The Department of Nutrition and Health Sciences at the University of Nebraska-Lincoln is committed to creating an environment that is welcoming to all; where each person feels accepted, valued, and safe. To learn more, visit https://cehs.unl.edu/nhs/nhs-deib/.
Application to this programSTART THE APPLICATION PROCESS AT GRADUATE STUDIES
- As for all Ph.D. degrees, a minimum of 90 semester hours of credit are required, including 12-55 hours of dissertation. For the BMN specialization, a minimum of 9 credit hours must be selected from the list above.
- At least one-half of the required work, including the dissertation, must be taken in the student’s major area of study (i.e., courses having the prefix NUTR). The remaining work may be in other departments and in minor fields of study outside of the major department or area.
- At least one-half of the required work must be completed at the University of Nebraska after filing the Program of Studies for the Doctoral Degree.
- The student’s Supervisory Committee is not obligated to accept credits beyond the MS degree that were completed prior to the Committee’s appointment.

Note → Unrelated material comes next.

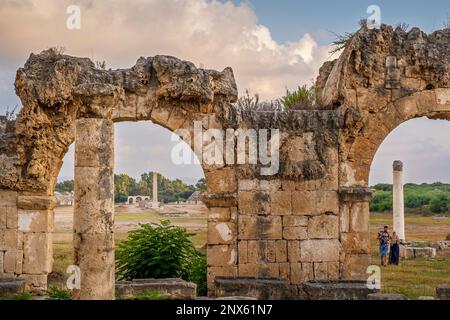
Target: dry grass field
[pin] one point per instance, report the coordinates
(413, 278)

- Minor field of study must include at least 15 semester hours, with 6 hours in courses open exclusively to graduate students (900 level or 800 level without 400 or lower counterparts).
- Prior coursework should be assessed in relation to its contribution to framing a research foundation for the doctorate. Each course accepted must be determined to be current and relevant in relation to the desired degree. Any course older than ten years is evaluated relative to appropriateness for inclusion in the Ph.D. program. A maximum of 45 credits from master’s coursework may be accepted as part of the minimum of 90 semester hours of credits. Accepted master’s work may count toward electives, NHS-recommended courses and supporting coursework in a related discipline.
- Credit in graduate-level course is attained as follows:
- A minimum grade of B is required for graduate credit in 800-level courses (having the NUTR prefix) with a 400 or lower counterpart
- A minimum grade of C or P (pass) is required for graduate credit in 800-level courses in minor, collateral or supporting area of work (courses other than NUTR prefix)
- A minimum grade of C or P (Pass) is required for graduate credit in 800-level courses (having or not the NUTR prefix) without a 400 or lower counterpart
- A minimum grade of C or P (Pass) is required for graduate credit in 900-level courses (having or not the NUTR prefix)
A student failing to receive a minimum acceptable grade for graduate-level course or failing to maintain an overall GPA of 3.0 or higher may not continue in the NHS Graduate Program without permission of the NHS Graduate Committee.
Final Outcome: Qualifying exam, Comprehensive exam, an original and research-oriented written-dissertation, and formal and oral defense.